Stereochemistry, Structure–activity relationship, Virology, Virus and Chemical synthesis are his primary areas of study. The study incorporates disciplines such as Biological activity and Potency in addition to Stereochemistry. His Structure–activity relationship research is multidisciplinary, incorporating elements of IC50, Benzimidazole and Anti hiv activity.
His Virology research includes elements of Mutation, Efavirenz, Transactivation and Mechanism of action. His Virus research includes themes of Integrase and Molecular biology. His study in Chemical synthesis is interdisciplinary in nature, drawing from both Lactam, Reverse-transcriptase inhibitor, Thiadiazoles, Bicyclic molecule and Enzyme inhibitor.
His primary areas of study are Stereochemistry, Reverse transcriptase, Virology, Structure–activity relationship and In vitro. The concepts of his Stereochemistry study are interwoven with issues in Combinatorial chemistry and Chemical synthesis. His studies examine the connections between Chemical synthesis and genetics, as well as such issues in Reverse-transcriptase inhibitor, with regards to Enzyme inhibitor and Nucleotidyltransferase.
Christophe Pannecouque has included themes like Nevirapine, Mutant and Enzyme in his Reverse transcriptase study.
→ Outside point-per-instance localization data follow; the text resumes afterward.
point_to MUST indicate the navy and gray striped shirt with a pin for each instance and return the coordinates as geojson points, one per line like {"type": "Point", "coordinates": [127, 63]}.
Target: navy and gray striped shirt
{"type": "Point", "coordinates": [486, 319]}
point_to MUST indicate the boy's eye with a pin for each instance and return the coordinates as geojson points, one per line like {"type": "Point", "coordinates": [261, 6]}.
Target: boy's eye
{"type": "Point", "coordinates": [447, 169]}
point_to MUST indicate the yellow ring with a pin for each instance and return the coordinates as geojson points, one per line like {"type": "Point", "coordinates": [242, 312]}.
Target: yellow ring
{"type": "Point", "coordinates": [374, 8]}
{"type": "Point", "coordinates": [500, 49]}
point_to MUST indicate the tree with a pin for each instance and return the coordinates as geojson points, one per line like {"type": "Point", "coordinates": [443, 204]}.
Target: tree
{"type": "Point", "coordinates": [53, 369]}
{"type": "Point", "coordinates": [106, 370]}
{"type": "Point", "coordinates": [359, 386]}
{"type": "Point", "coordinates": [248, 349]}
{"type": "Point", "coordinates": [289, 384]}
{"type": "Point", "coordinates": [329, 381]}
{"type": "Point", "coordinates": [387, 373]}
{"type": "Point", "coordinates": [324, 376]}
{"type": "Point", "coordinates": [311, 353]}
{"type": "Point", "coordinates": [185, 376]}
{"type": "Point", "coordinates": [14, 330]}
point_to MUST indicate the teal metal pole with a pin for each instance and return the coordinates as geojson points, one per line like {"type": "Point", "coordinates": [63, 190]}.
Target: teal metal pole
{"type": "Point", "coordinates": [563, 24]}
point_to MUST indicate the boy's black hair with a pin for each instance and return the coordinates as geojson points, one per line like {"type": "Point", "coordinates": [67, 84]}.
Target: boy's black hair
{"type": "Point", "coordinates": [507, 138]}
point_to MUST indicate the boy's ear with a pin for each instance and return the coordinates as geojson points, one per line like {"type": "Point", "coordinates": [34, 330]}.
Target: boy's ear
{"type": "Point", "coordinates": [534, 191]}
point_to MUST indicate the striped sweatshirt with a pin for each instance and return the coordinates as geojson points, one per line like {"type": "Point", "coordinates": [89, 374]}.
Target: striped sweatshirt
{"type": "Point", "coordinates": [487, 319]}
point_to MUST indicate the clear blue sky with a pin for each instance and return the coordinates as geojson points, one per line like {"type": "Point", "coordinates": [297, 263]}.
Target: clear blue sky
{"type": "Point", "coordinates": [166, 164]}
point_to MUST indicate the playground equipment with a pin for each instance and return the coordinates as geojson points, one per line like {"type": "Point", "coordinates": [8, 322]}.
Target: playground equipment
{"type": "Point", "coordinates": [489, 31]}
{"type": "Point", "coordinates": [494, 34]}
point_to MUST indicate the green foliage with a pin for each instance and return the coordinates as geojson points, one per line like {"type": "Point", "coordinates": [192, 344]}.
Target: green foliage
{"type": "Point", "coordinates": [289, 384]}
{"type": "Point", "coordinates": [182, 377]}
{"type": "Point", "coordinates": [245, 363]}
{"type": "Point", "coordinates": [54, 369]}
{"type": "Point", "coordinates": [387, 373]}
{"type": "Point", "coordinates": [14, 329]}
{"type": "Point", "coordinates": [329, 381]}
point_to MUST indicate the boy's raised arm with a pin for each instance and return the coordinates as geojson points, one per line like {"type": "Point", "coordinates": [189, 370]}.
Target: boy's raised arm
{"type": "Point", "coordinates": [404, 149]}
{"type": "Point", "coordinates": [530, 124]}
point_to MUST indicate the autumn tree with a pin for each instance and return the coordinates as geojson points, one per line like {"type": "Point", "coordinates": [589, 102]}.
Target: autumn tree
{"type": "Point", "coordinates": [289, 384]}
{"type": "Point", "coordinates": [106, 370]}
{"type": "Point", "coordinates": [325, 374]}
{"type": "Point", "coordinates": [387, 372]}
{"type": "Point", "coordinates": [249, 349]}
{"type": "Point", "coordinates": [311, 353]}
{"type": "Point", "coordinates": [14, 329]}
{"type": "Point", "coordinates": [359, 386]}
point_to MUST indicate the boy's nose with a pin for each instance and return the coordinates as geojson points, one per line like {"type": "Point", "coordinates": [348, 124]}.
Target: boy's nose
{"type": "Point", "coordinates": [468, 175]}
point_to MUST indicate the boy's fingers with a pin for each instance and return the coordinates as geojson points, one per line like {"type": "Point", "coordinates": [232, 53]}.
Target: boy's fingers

His research links Integrase with Virology. His studies link Cell culture with Structure–activity relationship.
The scientist’s investigation covers issues in Stereochemistry, Reverse transcriptase, Mutant, Etravirine and Combinatorial chemistry. His study in Stereochemistry focuses on Molecular model in particular. His Reverse transcriptase research is multidisciplinary, relying on both Structure–activity relationship, Pyrimidine and Enzyme.
His Enzyme study incorporates themes from In vitro, Viral replication and Virology. In his research on the topic of Mutant, Drug resistance is strongly related with Mutation. His work carried out in the field of Etravirine brings together such families of science as Rilpivirine, Bioavailability, Efavirenz, Nevirapine and Drug discovery.
His scientific interests lie mostly in Stereochemistry, Reverse transcriptase, Diarylpyrimidines, Combinatorial chemistry and Structure–activity relationship. His Stereochemistry research incorporates themes from Mutant and Cytotoxicity. Christophe Pannecouque combines subjects such as Potency and Pyrimidine with his study of Reverse transcriptase.
Christophe Pannecouque has researched Diarylpyrimidines in several fields, including Anti hiv and Efavirenz. His research integrates issues of Cancer cell, Molecular network and Combinatorial Chemistry Techniques in his study of Structure–activity relationship. His Nucleoside Reverse Transcriptase Inhibitor research integrates issues from Hiv treatment, Virus, Virology and Infectious agent.
This overview was generated by a machine learning system which analysed the scientist’s body of work. If you have any feedback, you can contact us here.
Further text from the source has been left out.